خَيْرَ أُمَّةٍ أُخْرِجَتْ لِلنَّاسِ“İnsanlar için çıkarılmış en hayırlı ümmet”[Ali İmran 110] Rasûlullah SallAllahu Aleyhi ve Sellem’in müjdelediği gibi bir devletimiz olabilir:
خِلَافَةً عَلَى مِنهاجِ النُّبُوَّةِ“Nübüvvet metodu üzere Raşidi Hilafet.”Herkesin hakları olacaktır, hakların istisnası olmayacak, azcık adaletsizlik bile haklara yaklaşamayacaktır. Hükümler, yönetene ve yönetilene, zayıfa ve güçlüye en ufak bir ayrım gözetilmeksizin adaletle uygulanacaktır. Böylece insanlar bir tarağın dişleri gibi olacaktır. Nitekim Rasûlullah SallAllahu Aleyhi ve Sellem şöyle buyurdu:
لَا فَضْلَ لِعَربِيٍّ عَلَى أَعْجَمِيٍّ وَلَا لِعَجَمِيٍّ عَلَى عَرَبِيٍّ وَلَا لِأَحْمَرَ عَلَى أَسْوَدَ وَلَا لِأَسْوَدَ عَلَى أَحْمَرَ إِلاَّ بِالتَّقْوَى“Arabın Arap olmayana (acem), Arap olmayanın Araba, siyah derili olanın beyaz derili olan, beyazın da siyah derili olana hiçbir üstünlüğü yoktur. Üstünlük sadece takva iledir.”
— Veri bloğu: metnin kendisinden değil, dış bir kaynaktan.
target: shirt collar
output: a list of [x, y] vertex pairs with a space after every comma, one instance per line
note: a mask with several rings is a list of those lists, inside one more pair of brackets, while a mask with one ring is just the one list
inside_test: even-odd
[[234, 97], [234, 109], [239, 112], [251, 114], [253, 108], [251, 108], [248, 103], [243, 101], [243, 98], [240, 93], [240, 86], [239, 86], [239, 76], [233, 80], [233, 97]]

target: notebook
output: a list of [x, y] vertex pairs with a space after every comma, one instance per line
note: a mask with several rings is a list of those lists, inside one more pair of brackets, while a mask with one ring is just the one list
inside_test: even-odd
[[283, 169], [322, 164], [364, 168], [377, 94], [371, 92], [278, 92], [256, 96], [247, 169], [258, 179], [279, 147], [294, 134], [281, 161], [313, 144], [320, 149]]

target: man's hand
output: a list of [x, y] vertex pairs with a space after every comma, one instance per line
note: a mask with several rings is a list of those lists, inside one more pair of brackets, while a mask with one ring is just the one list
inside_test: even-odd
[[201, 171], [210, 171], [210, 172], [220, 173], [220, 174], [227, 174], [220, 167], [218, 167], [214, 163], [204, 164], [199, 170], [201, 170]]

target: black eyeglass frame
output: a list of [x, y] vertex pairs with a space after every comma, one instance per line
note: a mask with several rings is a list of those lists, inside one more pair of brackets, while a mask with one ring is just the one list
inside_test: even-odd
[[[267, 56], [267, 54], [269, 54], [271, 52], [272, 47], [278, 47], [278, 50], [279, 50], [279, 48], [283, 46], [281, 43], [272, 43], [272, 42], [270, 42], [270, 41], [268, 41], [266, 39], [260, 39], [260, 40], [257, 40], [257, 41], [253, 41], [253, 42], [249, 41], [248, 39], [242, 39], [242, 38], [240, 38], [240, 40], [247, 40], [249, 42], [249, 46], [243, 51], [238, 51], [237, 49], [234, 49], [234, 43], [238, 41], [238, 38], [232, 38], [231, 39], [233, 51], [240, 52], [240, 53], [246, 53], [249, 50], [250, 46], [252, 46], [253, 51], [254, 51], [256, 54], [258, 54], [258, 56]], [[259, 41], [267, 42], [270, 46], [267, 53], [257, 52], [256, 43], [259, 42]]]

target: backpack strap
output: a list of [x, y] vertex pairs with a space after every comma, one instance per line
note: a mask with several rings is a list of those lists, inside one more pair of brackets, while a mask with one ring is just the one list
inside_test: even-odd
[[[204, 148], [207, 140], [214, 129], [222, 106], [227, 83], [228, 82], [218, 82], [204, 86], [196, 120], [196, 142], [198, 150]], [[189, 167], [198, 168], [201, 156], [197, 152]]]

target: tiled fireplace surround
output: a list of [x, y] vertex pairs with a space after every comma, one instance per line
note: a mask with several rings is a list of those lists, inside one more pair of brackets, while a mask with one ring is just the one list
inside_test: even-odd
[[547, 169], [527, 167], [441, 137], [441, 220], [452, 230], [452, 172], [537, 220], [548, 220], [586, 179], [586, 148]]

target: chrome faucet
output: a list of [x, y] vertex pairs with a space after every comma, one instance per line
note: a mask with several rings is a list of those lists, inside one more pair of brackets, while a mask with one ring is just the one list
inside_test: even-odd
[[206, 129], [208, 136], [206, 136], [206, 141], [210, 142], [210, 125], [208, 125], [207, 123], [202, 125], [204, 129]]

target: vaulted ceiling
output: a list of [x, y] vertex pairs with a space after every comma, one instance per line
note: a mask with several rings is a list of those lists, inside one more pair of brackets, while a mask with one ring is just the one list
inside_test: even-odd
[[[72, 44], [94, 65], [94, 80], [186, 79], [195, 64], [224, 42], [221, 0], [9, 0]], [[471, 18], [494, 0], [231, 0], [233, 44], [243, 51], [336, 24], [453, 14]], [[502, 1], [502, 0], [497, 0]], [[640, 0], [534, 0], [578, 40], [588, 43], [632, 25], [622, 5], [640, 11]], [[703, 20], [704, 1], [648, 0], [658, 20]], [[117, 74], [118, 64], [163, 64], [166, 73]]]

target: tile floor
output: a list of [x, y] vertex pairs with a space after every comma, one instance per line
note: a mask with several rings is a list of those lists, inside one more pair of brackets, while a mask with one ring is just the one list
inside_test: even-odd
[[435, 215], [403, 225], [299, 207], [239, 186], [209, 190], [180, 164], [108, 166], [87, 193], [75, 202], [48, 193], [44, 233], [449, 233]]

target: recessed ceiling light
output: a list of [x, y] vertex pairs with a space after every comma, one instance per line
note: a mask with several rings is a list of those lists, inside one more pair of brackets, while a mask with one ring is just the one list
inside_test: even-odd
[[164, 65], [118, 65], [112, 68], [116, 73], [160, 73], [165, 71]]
O halde dikkatli olun ey hâkimler! Sizi Allah’ın Şeriatına aykırı adaletsiz kanunlar yapmak için ikna etmeye çalışan politikacılar var. Bazıları da otoritelerini sağlamlaştırmak için sizi kullanmak istiyor. Hizb-ut Tahrir olarak biz, sizi İslam ile hükmetmeye davet ediyoruz. İslam, Allah’ın emrettiği gibi adildir.
إِنَّ اللهَ يَأْمُرُكُمْ أَن تُؤَدُّوا الْأَمَانَاتِ إِلَى أَهْلِهَا وَإِذَا حَكَمْتُم بَيْنَ النَّاسِ أَنْ تَحْكُمُواْ بِالْعَدْلِ إِنَّ اللهَ نِعِمَّا يَعِظُكُم بِهِ إِنَّ اللهَ كَانَ سَمِيعاً بَصِيراً“Allah size, mutlaka emanetleri ehli olanlara vermenizi ve insanlar arasında hükmettiğiniz zaman adaletle hükmetmenizi emreder. Allah size ne kadar güzel öğütler veriyor! Şüphesiz Allah her şeyi işitici, her şeyi görücüdür.”[Nisa 58] O halde Rabbinizin emrine uyun ki dünya ve ahirette izzete erişesiniz.